Reddit Data: Using praw to gather social media sentiment from investment communities including r/wallstreetbets, r/stocks, r/investing, and r/StockMarket.
News Articles: Using NewsAPI to collect recent financial news about our target stocks from reputable sources.

The collection process includes proper error handling, rate limiting, and deduplication to ensure data quality. This foundation provides us with a diverse dataset that captures both institutional perspectives (news) and retail investor sentiment (Reddit).

#### Next Steps

Data Cleaning & Exploratory Data Analysis (EDA)

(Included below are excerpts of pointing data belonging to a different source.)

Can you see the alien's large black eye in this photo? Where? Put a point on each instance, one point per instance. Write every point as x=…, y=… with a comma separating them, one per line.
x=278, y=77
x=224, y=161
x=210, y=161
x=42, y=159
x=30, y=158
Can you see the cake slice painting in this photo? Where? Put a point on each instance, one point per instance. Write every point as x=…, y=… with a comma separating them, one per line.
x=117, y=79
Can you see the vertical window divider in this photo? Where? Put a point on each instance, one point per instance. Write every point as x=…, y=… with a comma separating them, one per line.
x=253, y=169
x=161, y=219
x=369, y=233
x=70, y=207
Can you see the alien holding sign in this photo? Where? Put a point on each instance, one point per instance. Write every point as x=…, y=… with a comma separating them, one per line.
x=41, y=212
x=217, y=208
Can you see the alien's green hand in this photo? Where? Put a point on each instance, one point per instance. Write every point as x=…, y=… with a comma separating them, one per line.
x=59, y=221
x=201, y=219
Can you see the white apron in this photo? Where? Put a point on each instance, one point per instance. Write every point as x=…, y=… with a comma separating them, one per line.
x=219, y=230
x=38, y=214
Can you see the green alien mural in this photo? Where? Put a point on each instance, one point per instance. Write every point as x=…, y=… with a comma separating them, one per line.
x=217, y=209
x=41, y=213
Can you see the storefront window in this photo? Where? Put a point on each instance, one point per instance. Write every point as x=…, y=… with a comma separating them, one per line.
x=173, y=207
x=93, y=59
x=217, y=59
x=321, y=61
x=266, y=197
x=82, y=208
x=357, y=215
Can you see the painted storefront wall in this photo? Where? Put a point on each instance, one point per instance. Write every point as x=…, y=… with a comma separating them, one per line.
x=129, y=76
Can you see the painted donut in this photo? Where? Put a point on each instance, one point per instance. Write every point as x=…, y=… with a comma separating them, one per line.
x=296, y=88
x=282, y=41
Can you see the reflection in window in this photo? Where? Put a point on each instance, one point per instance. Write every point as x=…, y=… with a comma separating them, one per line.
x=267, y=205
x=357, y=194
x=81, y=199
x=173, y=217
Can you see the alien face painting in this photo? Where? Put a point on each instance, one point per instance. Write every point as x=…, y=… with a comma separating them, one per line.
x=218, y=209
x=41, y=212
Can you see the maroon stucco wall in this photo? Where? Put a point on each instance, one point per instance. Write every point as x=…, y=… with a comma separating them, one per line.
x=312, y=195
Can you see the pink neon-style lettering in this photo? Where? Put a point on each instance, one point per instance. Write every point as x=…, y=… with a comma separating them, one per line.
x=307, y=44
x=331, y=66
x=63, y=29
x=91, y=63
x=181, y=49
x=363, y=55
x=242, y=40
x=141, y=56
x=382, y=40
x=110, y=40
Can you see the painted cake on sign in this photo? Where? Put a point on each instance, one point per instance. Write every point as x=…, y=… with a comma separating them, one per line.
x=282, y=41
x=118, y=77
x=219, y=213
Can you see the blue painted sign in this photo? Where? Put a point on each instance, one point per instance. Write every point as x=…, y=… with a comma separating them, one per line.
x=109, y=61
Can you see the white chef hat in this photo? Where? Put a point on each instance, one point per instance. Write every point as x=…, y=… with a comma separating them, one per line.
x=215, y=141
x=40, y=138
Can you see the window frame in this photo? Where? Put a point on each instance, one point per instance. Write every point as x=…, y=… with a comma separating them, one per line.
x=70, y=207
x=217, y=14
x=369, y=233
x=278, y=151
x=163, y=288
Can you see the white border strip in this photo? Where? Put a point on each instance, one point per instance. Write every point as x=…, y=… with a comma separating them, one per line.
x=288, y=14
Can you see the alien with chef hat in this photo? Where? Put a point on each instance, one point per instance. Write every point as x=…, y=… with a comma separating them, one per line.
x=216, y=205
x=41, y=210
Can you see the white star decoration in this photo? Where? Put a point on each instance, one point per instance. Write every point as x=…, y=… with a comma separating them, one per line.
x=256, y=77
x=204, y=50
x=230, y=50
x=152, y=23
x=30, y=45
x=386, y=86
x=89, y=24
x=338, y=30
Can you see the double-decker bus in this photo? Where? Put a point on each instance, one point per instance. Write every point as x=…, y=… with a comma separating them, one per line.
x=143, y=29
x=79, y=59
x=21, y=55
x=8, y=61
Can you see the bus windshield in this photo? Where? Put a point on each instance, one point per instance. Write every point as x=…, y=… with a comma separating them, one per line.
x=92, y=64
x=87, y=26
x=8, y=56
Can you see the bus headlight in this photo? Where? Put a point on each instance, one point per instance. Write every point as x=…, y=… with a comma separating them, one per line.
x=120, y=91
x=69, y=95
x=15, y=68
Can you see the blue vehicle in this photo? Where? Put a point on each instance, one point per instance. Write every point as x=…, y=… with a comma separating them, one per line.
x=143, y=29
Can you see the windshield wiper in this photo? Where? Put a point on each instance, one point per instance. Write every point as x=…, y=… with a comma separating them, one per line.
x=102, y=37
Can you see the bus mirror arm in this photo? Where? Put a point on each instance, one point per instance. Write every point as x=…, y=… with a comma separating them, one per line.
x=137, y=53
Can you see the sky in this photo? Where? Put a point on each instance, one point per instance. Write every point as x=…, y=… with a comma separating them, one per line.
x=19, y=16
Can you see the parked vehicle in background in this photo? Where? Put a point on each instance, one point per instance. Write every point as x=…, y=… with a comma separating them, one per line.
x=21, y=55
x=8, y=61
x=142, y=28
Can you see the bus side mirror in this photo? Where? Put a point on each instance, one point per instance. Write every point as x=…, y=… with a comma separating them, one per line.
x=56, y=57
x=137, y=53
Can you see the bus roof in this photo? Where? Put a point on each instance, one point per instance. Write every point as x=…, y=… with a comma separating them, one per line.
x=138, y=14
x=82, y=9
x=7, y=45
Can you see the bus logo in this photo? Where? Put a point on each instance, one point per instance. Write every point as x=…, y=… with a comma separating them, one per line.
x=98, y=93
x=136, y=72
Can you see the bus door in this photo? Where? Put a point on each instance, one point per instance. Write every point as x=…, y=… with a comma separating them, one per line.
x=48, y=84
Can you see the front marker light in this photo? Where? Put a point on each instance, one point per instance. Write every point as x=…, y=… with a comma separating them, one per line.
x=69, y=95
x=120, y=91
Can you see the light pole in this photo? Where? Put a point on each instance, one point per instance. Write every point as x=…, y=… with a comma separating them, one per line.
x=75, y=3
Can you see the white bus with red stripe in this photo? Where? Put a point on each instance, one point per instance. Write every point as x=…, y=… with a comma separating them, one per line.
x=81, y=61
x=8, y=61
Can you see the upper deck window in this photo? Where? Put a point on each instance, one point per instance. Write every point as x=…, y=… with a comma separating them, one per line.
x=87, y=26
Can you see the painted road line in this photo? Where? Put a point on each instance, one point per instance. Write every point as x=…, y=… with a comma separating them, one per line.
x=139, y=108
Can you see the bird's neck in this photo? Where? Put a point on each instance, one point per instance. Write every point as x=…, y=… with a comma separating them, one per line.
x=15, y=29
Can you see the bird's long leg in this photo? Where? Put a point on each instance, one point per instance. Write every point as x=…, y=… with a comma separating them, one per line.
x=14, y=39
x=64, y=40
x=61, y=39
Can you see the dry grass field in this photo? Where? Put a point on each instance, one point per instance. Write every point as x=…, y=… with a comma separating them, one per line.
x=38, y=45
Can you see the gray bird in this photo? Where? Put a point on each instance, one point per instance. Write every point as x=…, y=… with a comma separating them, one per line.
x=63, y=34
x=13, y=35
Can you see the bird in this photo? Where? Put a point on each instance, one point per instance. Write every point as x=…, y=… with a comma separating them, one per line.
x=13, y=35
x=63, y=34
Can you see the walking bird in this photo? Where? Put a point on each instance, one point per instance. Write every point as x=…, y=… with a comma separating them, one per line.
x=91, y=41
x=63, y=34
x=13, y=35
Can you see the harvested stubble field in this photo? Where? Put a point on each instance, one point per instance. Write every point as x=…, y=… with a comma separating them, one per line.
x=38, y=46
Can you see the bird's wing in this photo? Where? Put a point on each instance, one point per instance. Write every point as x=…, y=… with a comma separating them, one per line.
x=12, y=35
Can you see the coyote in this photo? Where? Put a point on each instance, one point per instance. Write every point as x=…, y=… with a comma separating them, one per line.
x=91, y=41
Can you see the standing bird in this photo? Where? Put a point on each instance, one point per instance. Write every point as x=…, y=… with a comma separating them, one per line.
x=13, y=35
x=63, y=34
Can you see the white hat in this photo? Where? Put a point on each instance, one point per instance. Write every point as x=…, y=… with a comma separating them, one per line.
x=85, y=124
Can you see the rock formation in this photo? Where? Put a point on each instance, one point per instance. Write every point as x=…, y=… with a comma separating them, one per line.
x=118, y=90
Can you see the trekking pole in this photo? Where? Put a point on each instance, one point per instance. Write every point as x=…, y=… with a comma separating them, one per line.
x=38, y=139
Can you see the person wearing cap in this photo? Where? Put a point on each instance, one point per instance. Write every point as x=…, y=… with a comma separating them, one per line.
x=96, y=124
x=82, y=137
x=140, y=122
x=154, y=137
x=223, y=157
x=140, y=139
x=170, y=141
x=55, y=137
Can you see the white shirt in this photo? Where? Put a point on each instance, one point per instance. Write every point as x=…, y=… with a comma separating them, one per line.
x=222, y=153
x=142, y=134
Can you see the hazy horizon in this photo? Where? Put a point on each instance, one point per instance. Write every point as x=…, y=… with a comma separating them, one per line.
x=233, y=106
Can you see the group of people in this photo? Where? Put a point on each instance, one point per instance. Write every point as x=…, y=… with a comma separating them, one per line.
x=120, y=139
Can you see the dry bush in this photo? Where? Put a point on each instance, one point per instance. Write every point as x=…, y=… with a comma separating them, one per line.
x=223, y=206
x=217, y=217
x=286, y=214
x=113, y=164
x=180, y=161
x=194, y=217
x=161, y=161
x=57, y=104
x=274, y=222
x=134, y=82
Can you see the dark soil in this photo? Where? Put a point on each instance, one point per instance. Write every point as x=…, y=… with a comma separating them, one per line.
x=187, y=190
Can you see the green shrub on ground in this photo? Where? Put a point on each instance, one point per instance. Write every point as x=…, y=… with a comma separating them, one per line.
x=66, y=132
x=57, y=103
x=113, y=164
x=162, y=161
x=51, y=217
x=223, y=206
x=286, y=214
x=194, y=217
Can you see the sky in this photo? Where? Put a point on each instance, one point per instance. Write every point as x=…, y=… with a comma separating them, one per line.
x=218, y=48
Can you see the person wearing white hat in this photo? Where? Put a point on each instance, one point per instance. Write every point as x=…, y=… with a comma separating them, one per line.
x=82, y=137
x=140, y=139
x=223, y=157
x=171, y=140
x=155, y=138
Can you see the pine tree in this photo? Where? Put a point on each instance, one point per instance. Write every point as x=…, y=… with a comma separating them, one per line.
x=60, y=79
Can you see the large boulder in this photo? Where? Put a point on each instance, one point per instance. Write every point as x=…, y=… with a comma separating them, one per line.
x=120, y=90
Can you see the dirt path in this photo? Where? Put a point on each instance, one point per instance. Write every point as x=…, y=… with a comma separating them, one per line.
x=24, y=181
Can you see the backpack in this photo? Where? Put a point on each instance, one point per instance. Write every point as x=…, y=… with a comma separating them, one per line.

- Standardize text formats and remove special characters
- Handle missing values appropriately
- Convert timestamps to a consistent format
- Extract meaningful features from raw text
- Analyze post/article frequency by stock and source
- Assess initial sentiment distribution
- Tokenize and normalize text data
- Remove stopwords and irrelevant content

The cleaned dataset and insights from our EDA will form the foundation for our sentiment analysis models, which will help us quantify market sentiment and potentially identify correlations with stock price movements.